First up is Mark Henn, whose career with Walt Disney Animation began in 1980 working on The Fox and the Hound. His decades of work include more than a few Disney princesses, such as Ariel, Belle, Jasmine, Mulan, and Tiana. The veteran artist also worked on Mickey’s Christmas Carol, so it’s no wonder he was asked to render The Mouse himself. He’s done so with a light touch that leaves many of his volumetric sketch lines visible through the final color treatment, an in-progress style that’s reminiscent of art you’d find at Lamplight Lounge or Animator’s Palate on board Disney Dream.

Next up is Brittney Lee, a visual development artist whose credits include Wreck-It Ralph, Zootopia, Moana, and Raya and the Last Dragon. However, she’s best known for her work on Frozen and Frozen II where she helped create dresses and hairstyles for the main characters. Turns out she’s responsible for Elsa’s iconic braid, if not the flip itself. Lee also has a thriving Etsy shop where she explores everything from tiki birds to DC Comics heroines in her signature papercraft style.

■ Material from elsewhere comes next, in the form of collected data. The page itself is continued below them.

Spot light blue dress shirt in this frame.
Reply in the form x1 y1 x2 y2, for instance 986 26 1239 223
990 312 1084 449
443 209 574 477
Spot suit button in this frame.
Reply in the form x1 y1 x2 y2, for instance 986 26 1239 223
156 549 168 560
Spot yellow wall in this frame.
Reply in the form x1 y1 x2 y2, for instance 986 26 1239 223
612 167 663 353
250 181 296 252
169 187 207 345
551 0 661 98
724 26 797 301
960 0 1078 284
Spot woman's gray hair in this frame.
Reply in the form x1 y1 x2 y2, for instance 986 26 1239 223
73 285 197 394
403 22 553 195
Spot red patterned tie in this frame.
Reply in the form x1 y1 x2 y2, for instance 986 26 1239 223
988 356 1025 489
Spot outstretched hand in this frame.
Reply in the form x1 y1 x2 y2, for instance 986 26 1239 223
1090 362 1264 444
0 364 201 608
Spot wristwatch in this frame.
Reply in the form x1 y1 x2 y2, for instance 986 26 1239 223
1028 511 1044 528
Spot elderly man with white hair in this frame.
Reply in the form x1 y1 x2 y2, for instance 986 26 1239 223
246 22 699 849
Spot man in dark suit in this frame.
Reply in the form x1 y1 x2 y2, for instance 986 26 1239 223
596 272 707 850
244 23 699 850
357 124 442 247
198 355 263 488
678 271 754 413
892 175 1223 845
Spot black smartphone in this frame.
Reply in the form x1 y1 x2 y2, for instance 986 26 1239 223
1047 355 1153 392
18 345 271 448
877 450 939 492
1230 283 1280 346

Moving around the horn, we come next to Eric Goldberg’s work, a fanciful rendering of the all-powerful Genie from Aladdin. He gives the character a rakish grin and the same kind of swirling, curling pose that you’d expect to find in the original 1992 animated feature film. That verisimilitude is likely due to the fact that Goldberg himself was the lead animator for Genie way back when. His credits also include Hercules, Fantasia 2000, and Moana among other Disney and Warner Brothers properties.

Image: Ravensburger and Disney

The final three cards in the boxed set have just as compelling backstories as the first three. They include Stitch, Abomination, with art by Alex Kupershmidt, the same Ukrainian animator who supervised the animation of Stitch in Lilo and Stitch; Maleficent, by the Spanish-born Lorelay Bov?, whose credits include The Princess and the Frog, Wreck-It Ralph, Tangled, and Big Hero 6; and Maui, rendered by Bill Schwab, a long-time art director whose work includes Frozen 2, Moana, Wreck-it Ralph, and more.

Unlike The First Chapter and the second set of Disney Lorcana cards, Rise of the Floodborn, the collectible Disney 100-themed boxed set won’t be available first at local game shops. Instead, you’ll find Disney Lorcana: Disney100 Edition at retail stores everywhere on Dec. 1, including both small, independent stores and big box retailers. The set includes four booster packs as well, and has a manufacturer’s suggested retail price is $49.99.